🤖 AI Summary
Industrial CAD modeling automation faces three core challenges: high geometric fidelity, parametric editability, and minimal reliance on human annotations. Existing sketch-, image-, or text-driven approaches suffer from geometric distortion, non-adjustable parameters, and heavy dependence on labor-intensive ground-truth annotations. To address these, we propose a novel heterogeneous multi-expert collaborative reinforcement learning paradigm, featuring a two-stage training framework (MEFT + MERL) that integrates CADQuery code generation, orthogonal projection-based modeling, dimensional constraint injection, and chain-of-thought prompting. We introduce CADExpert—the first open-source benchmark for CAD code generation—comprising 17,299 diverse, real-world industrial instances. Experiments demonstrate that our method achieves state-of-the-art performance on CADExpert, significantly outperforming prior works in geometric accuracy, constraint compliance, and model editability. It enables end-to-end generation of executable, parameter-modifiable CAD code suitable for industrial deployment.
📝 Abstract
Computer-Aided Design (CAD) is essential in industrial design, but the complexity of traditional CAD modeling and workflows presents significant challenges for automating the generation of high-precision, editable CAD models. Existing methods that reconstruct 3D models from sketches often produce non-editable and approximate models that fall short of meeting the stringent requirements for precision and editability in industrial design. Moreover, the reliance on text or image-based inputs often requires significant manual annotation, limiting their scalability and applicability in industrial settings. To overcome these challenges, we propose the Heterogeneous Collaborative Multi-Expert Reinforcement Learning (CME-CAD) paradigm, a novel training paradigm for CAD code generation.
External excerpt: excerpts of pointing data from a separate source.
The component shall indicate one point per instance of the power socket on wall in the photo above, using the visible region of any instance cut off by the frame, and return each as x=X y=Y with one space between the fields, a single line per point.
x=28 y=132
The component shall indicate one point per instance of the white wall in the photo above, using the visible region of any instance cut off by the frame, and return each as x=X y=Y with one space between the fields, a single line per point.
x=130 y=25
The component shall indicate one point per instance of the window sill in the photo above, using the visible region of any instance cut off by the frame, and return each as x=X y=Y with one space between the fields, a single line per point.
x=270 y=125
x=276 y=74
Our approach integrates the complementary strengths of these models, facilitating collaborative learning and improving the model's ability to generate accurate, constraint-compatible, and fully editable CAD models. We introduce a two-stage training process: Multi-Expert Fine-Tuning (MEFT), and Multi-Expert Reinforcement Learning (MERL). Additionally, we present CADExpert, an open-source benchmark consisting of 17,299 instances, including orthographic projections with precise dimension annotations, expert-generated Chain-of-Thought (CoT) processes, executable CADQuery code, and rendered 3D models.